Analysten machten hierfür vor allem sinkende Auslastung und steigende Belastungen durch hohe Ölkosten bei Easyjet verantwortlich. „Daraufhin hat der Markt auch Air Berlin misstraut“, sagte ein Analyst einer deutschen Bank. Dabei präsentierte die zweitgrößte deutsche Fluggesellschaft eigentlich gute Zahlen. Die Zahl der Fluggäste stieg im Januar im Vergleich zum Vorjahresmonat um 14 Prozent auf 1,78 Millionen, auch die Auslastung der Maschinen hat sich um 3,9 Prozentpunkte auf 69,1 Prozent verbessert.

Weitere Angaben zu Gewinnmargen und Kosten macht Air Berlin bei seinen monatlichen Präsentationen von Passagierzahlen nicht. Beim britischen Konkurrenten Easyjet - in Europa zweitgrößter Billiganbieter - erhöhte sich die Passagierzahl im Januar um 7,3 Prozent auf 2,76 Millionen. Experten hatten aber eigentlich mehr erwartet. Im Schlussquartal 2007 war das Unternehmen mit 12,4 Prozent deutlich stärker gewachsen. Die Auslastung der Maschinen ging um fast drei Prozentpunkte auf 72 Prozent zurück.

Zwar bekräftigte Easyjet sein Ziel, den Vorsteuergewinn im gesamten Geschäftsjahr 2007/2008, das bis Ende September dauert, um 20 Prozent zu steigern.

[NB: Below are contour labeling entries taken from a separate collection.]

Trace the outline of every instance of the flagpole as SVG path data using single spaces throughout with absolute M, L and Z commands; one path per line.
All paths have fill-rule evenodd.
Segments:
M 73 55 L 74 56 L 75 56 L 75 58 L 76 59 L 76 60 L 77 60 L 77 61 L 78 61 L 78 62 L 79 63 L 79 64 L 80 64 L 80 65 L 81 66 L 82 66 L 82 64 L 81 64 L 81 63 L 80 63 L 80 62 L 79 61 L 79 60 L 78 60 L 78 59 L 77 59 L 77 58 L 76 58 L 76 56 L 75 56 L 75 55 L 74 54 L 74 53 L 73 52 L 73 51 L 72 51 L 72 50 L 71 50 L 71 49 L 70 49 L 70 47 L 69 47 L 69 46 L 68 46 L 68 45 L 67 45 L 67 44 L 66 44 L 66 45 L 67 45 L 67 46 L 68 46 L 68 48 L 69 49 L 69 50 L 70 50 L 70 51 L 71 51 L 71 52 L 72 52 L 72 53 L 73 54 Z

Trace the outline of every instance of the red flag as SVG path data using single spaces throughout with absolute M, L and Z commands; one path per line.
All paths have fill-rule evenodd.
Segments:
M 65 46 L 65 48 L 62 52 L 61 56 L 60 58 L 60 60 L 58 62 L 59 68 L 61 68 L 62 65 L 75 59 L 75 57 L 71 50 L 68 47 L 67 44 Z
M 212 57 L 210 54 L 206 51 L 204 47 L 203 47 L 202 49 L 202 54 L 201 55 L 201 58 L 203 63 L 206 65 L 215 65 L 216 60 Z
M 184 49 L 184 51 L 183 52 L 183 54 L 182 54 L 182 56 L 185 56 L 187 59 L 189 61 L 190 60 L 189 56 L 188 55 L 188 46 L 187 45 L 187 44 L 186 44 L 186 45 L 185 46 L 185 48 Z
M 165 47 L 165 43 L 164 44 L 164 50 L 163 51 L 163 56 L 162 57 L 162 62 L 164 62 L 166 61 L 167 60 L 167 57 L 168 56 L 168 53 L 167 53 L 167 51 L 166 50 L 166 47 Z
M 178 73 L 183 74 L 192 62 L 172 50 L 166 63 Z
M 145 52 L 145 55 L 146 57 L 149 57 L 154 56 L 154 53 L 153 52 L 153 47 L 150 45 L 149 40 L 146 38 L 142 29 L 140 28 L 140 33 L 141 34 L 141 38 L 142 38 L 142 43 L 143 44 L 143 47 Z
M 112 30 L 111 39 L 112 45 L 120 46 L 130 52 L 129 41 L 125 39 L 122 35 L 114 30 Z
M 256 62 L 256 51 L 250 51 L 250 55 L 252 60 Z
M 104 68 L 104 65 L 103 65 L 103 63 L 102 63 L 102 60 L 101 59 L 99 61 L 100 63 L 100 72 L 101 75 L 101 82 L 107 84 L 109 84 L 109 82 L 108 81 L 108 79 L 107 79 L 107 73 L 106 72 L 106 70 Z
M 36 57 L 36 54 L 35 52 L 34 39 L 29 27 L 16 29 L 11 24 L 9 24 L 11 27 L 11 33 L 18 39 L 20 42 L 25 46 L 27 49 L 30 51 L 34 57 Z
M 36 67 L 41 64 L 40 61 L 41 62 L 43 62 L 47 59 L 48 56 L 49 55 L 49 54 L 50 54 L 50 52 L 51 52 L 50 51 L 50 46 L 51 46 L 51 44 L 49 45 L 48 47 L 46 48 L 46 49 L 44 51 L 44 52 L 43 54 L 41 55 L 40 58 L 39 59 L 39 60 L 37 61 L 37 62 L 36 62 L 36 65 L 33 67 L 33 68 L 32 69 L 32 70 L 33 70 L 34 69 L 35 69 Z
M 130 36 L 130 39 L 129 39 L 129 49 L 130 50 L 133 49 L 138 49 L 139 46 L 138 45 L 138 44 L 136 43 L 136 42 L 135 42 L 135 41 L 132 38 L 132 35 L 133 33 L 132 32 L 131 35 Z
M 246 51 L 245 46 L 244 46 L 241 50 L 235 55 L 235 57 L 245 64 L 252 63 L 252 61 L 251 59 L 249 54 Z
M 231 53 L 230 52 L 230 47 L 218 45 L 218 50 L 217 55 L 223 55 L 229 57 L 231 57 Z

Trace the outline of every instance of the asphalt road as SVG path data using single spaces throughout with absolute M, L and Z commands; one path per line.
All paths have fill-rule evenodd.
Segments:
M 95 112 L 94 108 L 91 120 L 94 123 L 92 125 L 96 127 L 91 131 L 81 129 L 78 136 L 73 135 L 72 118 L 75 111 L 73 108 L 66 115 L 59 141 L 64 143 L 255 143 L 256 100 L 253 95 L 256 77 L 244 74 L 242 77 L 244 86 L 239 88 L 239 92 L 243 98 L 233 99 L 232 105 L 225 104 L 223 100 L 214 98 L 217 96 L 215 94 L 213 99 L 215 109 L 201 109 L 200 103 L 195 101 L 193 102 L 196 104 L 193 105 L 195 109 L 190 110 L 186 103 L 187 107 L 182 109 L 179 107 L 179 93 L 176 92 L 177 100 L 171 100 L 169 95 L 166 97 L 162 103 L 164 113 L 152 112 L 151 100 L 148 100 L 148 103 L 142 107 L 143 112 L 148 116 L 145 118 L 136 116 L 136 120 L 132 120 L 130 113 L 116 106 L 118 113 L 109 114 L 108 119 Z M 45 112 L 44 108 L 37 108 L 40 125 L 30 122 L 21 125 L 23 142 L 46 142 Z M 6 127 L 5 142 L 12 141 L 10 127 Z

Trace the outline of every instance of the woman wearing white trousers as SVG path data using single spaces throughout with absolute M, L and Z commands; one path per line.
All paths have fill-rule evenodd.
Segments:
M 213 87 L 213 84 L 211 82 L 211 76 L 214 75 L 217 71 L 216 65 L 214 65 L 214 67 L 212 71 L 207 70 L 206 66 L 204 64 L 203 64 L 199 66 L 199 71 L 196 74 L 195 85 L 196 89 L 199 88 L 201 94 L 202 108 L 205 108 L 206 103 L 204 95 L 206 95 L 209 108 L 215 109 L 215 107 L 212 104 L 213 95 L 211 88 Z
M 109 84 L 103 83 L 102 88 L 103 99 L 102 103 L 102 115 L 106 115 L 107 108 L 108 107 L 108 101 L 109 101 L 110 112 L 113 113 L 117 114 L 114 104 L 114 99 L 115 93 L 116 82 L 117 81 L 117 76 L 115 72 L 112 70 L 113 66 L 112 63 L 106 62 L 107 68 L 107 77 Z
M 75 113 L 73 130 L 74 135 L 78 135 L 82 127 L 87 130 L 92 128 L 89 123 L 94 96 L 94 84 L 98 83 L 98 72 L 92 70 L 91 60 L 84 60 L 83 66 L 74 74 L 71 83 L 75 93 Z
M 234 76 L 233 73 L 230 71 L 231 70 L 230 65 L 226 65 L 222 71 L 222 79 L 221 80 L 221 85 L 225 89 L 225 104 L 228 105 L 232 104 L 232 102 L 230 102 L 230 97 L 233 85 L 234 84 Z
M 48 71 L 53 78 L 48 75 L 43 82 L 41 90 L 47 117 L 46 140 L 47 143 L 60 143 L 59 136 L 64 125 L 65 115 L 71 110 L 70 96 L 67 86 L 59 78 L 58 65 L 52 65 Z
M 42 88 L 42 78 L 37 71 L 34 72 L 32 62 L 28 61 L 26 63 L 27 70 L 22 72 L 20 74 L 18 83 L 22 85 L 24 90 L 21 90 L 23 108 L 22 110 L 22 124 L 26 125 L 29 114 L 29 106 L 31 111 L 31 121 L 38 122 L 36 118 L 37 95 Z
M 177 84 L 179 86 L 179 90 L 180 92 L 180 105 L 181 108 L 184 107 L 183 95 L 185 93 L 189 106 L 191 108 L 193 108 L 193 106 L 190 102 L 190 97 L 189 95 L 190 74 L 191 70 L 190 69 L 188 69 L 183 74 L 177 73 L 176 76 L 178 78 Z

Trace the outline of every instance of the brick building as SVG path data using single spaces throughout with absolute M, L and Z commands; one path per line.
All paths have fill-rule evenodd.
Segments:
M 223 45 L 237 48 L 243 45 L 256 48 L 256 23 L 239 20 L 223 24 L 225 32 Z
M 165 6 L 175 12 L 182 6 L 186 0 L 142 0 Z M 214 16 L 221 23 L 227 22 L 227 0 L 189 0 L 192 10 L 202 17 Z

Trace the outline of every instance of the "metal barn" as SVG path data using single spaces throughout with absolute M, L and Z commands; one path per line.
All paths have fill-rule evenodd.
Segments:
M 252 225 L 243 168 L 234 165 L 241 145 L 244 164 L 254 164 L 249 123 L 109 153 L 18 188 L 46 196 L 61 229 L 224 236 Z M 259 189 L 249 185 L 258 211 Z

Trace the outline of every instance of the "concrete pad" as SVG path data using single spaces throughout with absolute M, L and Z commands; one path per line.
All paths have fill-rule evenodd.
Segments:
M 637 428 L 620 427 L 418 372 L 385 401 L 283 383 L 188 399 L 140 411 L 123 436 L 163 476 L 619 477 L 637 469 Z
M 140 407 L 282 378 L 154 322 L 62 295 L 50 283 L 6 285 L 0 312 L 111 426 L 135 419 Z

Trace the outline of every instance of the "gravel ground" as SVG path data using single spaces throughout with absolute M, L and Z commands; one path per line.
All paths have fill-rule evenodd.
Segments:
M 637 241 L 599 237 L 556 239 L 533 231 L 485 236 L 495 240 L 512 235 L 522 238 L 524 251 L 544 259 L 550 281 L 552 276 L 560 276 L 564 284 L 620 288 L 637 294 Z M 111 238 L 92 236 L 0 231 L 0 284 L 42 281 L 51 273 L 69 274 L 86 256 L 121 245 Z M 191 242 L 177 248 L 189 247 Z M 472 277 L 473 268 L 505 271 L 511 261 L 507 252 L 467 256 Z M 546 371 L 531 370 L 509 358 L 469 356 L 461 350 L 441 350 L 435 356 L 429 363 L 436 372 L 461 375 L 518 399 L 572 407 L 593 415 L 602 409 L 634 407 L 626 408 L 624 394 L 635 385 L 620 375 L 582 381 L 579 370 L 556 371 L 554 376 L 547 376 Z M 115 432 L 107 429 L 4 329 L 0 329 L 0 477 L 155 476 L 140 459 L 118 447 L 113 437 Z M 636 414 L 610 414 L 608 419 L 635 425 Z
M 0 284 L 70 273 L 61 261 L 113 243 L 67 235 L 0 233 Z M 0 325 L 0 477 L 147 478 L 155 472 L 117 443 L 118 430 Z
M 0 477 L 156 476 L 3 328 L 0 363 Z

Gleichzeitig rechnet das Unternehmen aber mit Einbußen bei den Gewinnmargen um zwei bis drei Prozentpunkte. „Die Januar-Zahlen bei Easyjet sind wegen der gesunkenen Auslastung enttäuschend“, urteilten die Analysten von JP Morgan.

Der größere Rivale Ryanair hatte bereits am Montag einen massiven Gewinnrückgang für das im April beginnende Geschäftsjahr 2008/2009 in Aussicht gestellt und als Grund die hohen Ölpreise und mögliche Konjunkturrisiken genannt. Daraufhin verloren die Aktien europäischer Fluggesellschaften zum Teil zweistellig. Air Berlin notierte am Donnerstag zeitweise mehr als sieben Prozent unter dem Vortag.